I know the difference between pulse width modulated, and what a rail is and all the other things you guys seemed to ask. Maby this question is to out dated for most of those in today's world of amps. Anywho what the older model Linear Power HV amps had was a higher volt rail system they were a hand built amp that by converting the voltage of the inputs could produce massive amounts of power. They were rated at .0001 THD at very small voltages say 45 and 15. We have a 2 channel running in an Audi TT right now on 10 gauge wire pushing close to 200 rms per channel says our meter, and the output voltage is running around a 26. This is what i meant by high voltage. The amp is owned by and was installed by Richard of team linear power Region 6, 2010 world sq world champion. The bigger blue Linear power amps he has can run a vacuum cleaner... apparently its actually been tested.


----------



## TrickyRicky (Apr 5, 2009)

Chris have used LinearPower before, as a matter of fact he sold me nearly all his collection when he decided to switch to Lunar.

But I think your getting confused, rail voltage is where the high voltage is at, not at the speaker terminals. The 8002SW has about a 120 +/- rail voltage, the 2502IQ about 90v and the 5002IQ around 100-110 rail voltage. In order to run a vacuum from an amplifier you would have to tap into the bridge rectifier diode module and you will see how one side is negative and one side is positive (when using the ground) when you measure both you get the total voltage which can be very high. 

I've met Richard early this year and had the pleasure of meeting Jeri McCord (who actually design and engineer the 5002IQ and the Stroker subwoofer and other great products). 

The amplifier you got is a 2.2HV? Thats the same as the 2502IQ but has a few parts different but maily the same board and output transistors. The 2502IQ was my favorite (had 5 of them at one point) also the 5002IQ. Currently using a 4503IQ and am happy with its performance, never cut off no matter how hot the day was (and some days it was 108 degrees here in Oklahoma).

One neat thing about most Linear Power amps was that they could actually produce same power at either 4-ohms or 2-ohms stereo. This is accomplished by switching the tabs inside the amplifier. When the tabs are at "4" the toroid has a few more winds to produce a higher voltage, then when switched at "2" the toroid had less winds to produce about 10v less (one each side of the rail).


----------



## Deathjunior (Aug 2, 2011)

I'm happy at least someone gets it, but what would be the downside to an amp like a linear power, cause to be honest there not exactly crazy expensive, not compared to a lot of amps, Audison thesis, mcintosh, why would I want to even get an amp from them, when these guys are so much smaller and a whole lot easier to wire since they don't use huge cables like 0 gauge. The amps not in my car its in my friends audi. I'm just trying to see if there is a downside at all compared to say my 2,Polk PA660's or my PA1200.1 in comparison. Cause Richard has this big blue four channel amp and he claims it can power my whole car no problem, and based on the 2.2's performance in the audi and in his truck I'm kinda inclined to believe it. Which makes me wonder considering I have 3 amps going into my system, kinda just wondering if my choice was sound or not lol. I have been doing installs for years, but I wasn't really even born when Linear power started out so it's kinda hard to dig up info on a product from so long ago. Granted I got all three of my amps for 470 brand new.


----------



## Chaos (Oct 27, 2005)

It's all relative. 

In the end, Ohm's Law doesn't change.

There is a finite amount of power (current, for the purposes of this discussion) available within a certain voltage range (12.5~14 vDC) in every vehicle.

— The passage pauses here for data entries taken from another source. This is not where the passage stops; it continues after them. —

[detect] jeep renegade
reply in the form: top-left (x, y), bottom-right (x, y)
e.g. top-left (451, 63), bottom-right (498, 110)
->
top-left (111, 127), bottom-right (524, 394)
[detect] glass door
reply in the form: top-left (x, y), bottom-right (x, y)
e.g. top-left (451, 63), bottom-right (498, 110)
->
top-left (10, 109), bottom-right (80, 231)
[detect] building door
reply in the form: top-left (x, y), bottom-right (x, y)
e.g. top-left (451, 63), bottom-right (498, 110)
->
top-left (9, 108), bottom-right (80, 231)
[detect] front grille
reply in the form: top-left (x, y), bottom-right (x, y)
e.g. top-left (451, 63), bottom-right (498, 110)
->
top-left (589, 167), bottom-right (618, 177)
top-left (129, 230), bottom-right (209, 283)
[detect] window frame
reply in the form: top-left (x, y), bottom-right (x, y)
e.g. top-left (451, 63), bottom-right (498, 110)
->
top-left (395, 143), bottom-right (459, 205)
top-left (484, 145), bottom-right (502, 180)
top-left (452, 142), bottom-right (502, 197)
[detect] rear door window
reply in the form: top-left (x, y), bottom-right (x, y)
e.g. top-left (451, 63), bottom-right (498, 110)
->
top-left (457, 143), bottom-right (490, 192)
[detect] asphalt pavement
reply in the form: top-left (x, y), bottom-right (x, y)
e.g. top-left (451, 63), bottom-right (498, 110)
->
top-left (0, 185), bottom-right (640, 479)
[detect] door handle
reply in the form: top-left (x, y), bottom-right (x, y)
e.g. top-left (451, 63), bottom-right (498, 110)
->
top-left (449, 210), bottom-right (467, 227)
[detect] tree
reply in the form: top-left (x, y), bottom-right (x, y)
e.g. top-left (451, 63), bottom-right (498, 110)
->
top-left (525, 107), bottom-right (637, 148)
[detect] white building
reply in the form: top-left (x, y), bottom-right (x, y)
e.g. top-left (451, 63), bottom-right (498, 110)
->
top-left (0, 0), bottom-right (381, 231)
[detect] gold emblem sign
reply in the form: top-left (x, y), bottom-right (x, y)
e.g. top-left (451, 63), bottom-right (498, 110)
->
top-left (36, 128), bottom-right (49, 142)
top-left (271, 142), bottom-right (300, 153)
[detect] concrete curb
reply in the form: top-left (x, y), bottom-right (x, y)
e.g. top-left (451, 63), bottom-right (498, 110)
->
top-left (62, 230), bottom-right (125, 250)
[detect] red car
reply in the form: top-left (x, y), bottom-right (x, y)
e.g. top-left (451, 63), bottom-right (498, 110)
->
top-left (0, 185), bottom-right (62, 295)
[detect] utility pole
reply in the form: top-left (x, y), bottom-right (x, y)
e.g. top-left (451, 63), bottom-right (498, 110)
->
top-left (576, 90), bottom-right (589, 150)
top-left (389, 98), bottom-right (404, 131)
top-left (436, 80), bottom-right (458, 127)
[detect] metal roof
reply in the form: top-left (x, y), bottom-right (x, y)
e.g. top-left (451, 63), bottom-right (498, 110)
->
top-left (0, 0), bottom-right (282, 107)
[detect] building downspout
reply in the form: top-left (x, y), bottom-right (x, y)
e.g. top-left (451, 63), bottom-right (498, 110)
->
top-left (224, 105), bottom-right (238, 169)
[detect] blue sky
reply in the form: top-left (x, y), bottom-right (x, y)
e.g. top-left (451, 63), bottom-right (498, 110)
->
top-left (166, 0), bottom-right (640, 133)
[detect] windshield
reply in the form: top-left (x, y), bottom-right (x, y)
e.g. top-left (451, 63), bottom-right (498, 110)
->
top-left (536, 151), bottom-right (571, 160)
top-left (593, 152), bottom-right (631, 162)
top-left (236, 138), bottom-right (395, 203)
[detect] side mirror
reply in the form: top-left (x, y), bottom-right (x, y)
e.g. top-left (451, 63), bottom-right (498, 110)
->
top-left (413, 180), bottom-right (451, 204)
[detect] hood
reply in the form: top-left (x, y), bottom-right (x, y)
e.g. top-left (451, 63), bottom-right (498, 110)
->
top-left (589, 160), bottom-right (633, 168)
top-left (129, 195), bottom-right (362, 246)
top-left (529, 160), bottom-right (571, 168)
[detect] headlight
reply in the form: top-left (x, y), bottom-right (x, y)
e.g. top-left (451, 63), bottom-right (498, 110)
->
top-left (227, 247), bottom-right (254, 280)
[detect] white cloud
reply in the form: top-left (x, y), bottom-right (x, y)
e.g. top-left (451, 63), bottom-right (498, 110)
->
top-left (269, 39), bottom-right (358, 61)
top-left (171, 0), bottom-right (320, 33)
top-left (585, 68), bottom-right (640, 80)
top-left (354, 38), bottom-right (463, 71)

How the power supply of your audio amplifiers cope with this condition depends on the design topology.


----------



## ChrisB (Jul 3, 2008)

Deathjunior said:


> Why do I feel like no one who has posted a reply knows who linear power is? I don't blame you at all since they are just now restarting production of thier product


Oh, I know Linear Power quite well as I am the resident forum Linear power basher! 

Here is the listing of LP amplifiers that I owned:

2 - 5002
1 - 1752
1 - 2.2 HV
1 - LP150
1 - DPS 500

The above were not worth a flip on subwoofers at either 4 or 8 ohms mono with my "musical" tastes. Believe me, I tried to give them a fair shake in TWO vehicles that both had high output alternators and advanced technology AGM batteries. No dice!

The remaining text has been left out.